#ColoradoRiver: 2019 State of the River meeting recap: “The long-term trend is that it’s drier” — Hannah Holm #COriver #aridification

Changing nature of Colorado River droughts, Udall/Overpeck 2017.

From The Grand Junction Daily Sentinel (Katie Langford):

Despite plentiful snowfall this winter and a rainy spring on the Western Slope, local water experts took a cautious tone at the 2019 State of the River meeting Tuesday night.

Snowpacks and inflow at reservoirs across the state are well above average, but that isn’t necessarily an indicator for the future, said Erik Knight, a hydrologist with the U.S. Bureau of Reclamation.

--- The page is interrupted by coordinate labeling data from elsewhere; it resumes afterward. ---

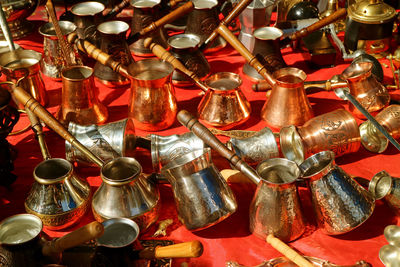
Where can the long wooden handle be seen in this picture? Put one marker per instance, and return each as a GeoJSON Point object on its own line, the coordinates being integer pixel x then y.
{"type": "Point", "coordinates": [318, 25]}
{"type": "Point", "coordinates": [227, 20]}
{"type": "Point", "coordinates": [190, 249]}
{"type": "Point", "coordinates": [190, 122]}
{"type": "Point", "coordinates": [115, 10]}
{"type": "Point", "coordinates": [95, 53]}
{"type": "Point", "coordinates": [241, 49]}
{"type": "Point", "coordinates": [288, 252]}
{"type": "Point", "coordinates": [84, 234]}
{"type": "Point", "coordinates": [29, 102]}
{"type": "Point", "coordinates": [163, 54]}
{"type": "Point", "coordinates": [173, 15]}
{"type": "Point", "coordinates": [65, 48]}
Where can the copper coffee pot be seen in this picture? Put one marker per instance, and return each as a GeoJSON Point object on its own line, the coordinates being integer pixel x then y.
{"type": "Point", "coordinates": [288, 103]}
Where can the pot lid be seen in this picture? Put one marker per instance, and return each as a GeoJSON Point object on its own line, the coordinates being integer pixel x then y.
{"type": "Point", "coordinates": [371, 12]}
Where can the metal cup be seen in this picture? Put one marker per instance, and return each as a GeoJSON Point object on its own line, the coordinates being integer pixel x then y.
{"type": "Point", "coordinates": [384, 186]}
{"type": "Point", "coordinates": [126, 193]}
{"type": "Point", "coordinates": [257, 14]}
{"type": "Point", "coordinates": [224, 105]}
{"type": "Point", "coordinates": [340, 203]}
{"type": "Point", "coordinates": [256, 148]}
{"type": "Point", "coordinates": [165, 149]}
{"type": "Point", "coordinates": [372, 139]}
{"type": "Point", "coordinates": [53, 60]}
{"type": "Point", "coordinates": [113, 42]}
{"type": "Point", "coordinates": [107, 141]}
{"type": "Point", "coordinates": [79, 99]}
{"type": "Point", "coordinates": [152, 103]}
{"type": "Point", "coordinates": [266, 45]}
{"type": "Point", "coordinates": [87, 15]}
{"type": "Point", "coordinates": [336, 131]}
{"type": "Point", "coordinates": [185, 48]}
{"type": "Point", "coordinates": [203, 20]}
{"type": "Point", "coordinates": [202, 196]}
{"type": "Point", "coordinates": [275, 208]}
{"type": "Point", "coordinates": [25, 63]}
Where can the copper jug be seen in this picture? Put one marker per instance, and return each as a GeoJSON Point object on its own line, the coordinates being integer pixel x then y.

There have been multiple examples of precipitation swinging from very dry to very wet and back again the next year, Knight said…

Hannah Holm, coordinator for the Hutchins Water Center at Colorado Mesa University, said while a wet year can give water users a break, it doesn’t change trends.

“The long-term trend is that it’s drier,” Holm said. “The overall precipitation trend is flat, but because of increased temperatures over that same time frame, the amount of water in the river is going down.”

Water users like towns and cities, farmers and the recreation industry are still collaborating on a solution for the problem of less water to go around, Holm said.